For our project (December 2014), the identification of macro remains has been accomplished to the naked eyed and with the help of a microscope for the difficult ones.
For the comparison, illustrated volumes, paper and digital atlas (such as the Digital Atlas of Economic Plants in Archaeology of the Groningen Institute of Archaeology РGIA, University of Groningen and of the Deutsches Archäologisches Institut РDAI, Berlin) have been used.

In the analysis, approximately 750 remains have been studied: 533 certain, 24 uncertain and 194 undetermined.

Summary table of the non-woody macro remains
It is possibile to observe a lot of edible plants, some of them cultivated, others wild. Among the cultivated species we can recognize wheat (Triticum monococcum/dicoccum L.) and barley (Hordeum sp. L.). Their seeds are really abundant (in some cases there are also fragments of ears) and show signs of combustion.

Charred cereals
Then there are fruits of hazels (Corylus avellana L.) and oak/holm oak (Quercus sp.), certainly used in alimentation.

Hazels fruits
There are also some fruits belonging to the family Rosaceae, but it wasn't possible to determine gender and species. The small size allow to rule out the possibility of wild apple (Malus domestica) and the spherical shape is not suited to the wild pear (Pyrus communis L.) reported by Battaglia in 1943. One of the most plausible hypothesis is that it is Sorbus sp. L.
The high presence of dogwood (
Cornus Mas L.), of which only a part seems to have been preserved at the Museum (Battaglia wrote of an entire layer composed of these seeds, while those remaining are only a hundred), does suggest its use in a massive way in the food field. One hypothesis, with archaeological and ethongraphic evidence, is that the dogwood was fermented to make a low alcohoolic drink. 
 
Dogwood seeds
In addition to fruits and seeds, in the collection we can find some galls of oak (Quercus sp. L.). The gall, or cecidia, is a malformation that may be due to several causes; these galls seem to be originated by an insect, the Cynips quercusfolii. These remains may have been gathered by the lake-dwellers to derive the tannic acid, in which are rich, a substance used in tanning.

Galls of Quercus sp. L.
Extremely fascinating are the plant remains identified as mixtures of cereals, a kind of "dumplings" made by kneading a cereal flour coarsely chopped. The morphology is rounded, the "nuggets" seem to be made by flattening the mixture on the thumb and then cooked on hot stones (another theory, proposed by botanist Della Fior in 1940, which for now is to be considered merely hypothetical not being proven by scientific analysis, is that the internal cavity is the space for a filling of some kind).

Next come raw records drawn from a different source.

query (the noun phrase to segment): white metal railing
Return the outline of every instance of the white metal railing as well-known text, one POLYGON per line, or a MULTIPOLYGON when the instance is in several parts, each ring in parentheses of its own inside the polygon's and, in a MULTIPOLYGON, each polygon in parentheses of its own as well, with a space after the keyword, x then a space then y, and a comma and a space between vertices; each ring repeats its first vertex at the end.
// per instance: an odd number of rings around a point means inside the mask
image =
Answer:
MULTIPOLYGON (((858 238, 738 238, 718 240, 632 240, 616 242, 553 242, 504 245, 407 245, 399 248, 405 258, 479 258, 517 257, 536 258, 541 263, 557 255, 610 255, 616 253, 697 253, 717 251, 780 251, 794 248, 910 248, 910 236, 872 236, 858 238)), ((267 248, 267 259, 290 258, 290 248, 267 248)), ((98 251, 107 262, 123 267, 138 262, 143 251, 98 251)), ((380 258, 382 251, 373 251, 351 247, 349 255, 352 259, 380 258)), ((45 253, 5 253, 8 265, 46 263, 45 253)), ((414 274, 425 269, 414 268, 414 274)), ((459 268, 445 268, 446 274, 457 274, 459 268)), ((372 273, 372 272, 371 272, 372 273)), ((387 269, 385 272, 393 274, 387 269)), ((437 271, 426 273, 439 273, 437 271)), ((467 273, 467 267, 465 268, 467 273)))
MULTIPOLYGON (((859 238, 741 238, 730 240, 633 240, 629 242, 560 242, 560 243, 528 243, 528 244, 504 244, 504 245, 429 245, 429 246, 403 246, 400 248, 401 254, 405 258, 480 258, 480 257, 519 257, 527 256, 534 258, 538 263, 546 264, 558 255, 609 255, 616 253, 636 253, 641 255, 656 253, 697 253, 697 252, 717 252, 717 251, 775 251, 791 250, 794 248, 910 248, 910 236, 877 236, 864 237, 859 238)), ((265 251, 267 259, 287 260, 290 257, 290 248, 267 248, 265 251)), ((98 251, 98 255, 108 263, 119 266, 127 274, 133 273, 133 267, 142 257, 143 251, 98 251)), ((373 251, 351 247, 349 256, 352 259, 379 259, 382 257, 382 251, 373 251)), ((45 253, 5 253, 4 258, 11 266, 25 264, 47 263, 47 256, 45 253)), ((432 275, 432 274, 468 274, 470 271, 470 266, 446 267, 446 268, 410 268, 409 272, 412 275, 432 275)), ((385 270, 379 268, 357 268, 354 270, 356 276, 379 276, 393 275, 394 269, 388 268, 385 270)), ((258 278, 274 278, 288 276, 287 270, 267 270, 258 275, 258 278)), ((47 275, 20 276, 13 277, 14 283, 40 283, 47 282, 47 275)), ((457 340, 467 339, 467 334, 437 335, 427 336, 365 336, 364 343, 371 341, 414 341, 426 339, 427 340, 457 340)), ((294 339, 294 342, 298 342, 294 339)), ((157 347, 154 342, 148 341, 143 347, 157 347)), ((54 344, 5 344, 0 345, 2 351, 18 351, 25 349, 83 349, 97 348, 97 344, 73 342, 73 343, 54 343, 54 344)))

The aspect relating to the alimentary economy is really meaningful, in particular the relationship between agricultural practices and gathering of wild vegetables. We can assume a certain balance in the use of both resources. Indeed, the environment offered many food resources that were certainly exploited by the inhabitants. The groups of herbaceous plants that characterize the wet grasslands and ruderal sites still provide an alternative and complementary source of food.

This project has been also an opportunity to make the first tests on geometric morphology techniques in archaeobotany using open-source softwares as MorphoJ. In future we will try to develop and make available these methodologies.